The reason I consider humans the most competitive is because we could
potentially wipe out any form of life (for some, we would have to go too). As
for the special thing, I don't think we're special in the sense that we have
some innate quality that separates us from other animals, we're just more
intelligent. Some unknown gap between the smartest animals and us results in
the situation we see today: humans have created technology and industry,
pursued math and science. No other species has, as far as I know (or at least
not to a degree that makes it significant relative to human understanding)

------
foxhop
This is a great article.

> "The difference in mind between man and the higher animals, great as it is,
> certainly is one of degree and not of kind."

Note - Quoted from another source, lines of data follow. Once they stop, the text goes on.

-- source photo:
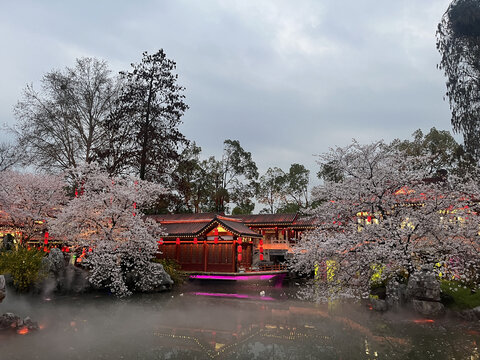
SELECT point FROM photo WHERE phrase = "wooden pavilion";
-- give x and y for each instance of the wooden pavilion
(222, 243)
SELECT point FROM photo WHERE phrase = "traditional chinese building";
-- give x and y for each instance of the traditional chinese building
(220, 243)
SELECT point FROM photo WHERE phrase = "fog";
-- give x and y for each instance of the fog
(226, 320)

I think deep down we all inherently know this. This is largely why I try my
best (although it is difficult) to eat mostly vegetarian. I think if it were a
matter of survival killing and eating is natural, however what we do with live
stock and factory farming is obviously unethical.

It's hard to watch footage of the process, from birth, life, and ultimate
death of animals in captivity. It reminds me of a video game I played called
"Prey" (great game, worth playing even today).

A recent film that strikes this chord but misses the chance to drive it home
is "Arrival" (2016). Another recent film is "Bladerunner 2049" (looking at the
farming practices of both protein and replicants)

There are countless documentaries on Netflix (and likely other services)
regarding factory farming animals which are worth watching. They certainly
helped clear some of my own ideological barriers.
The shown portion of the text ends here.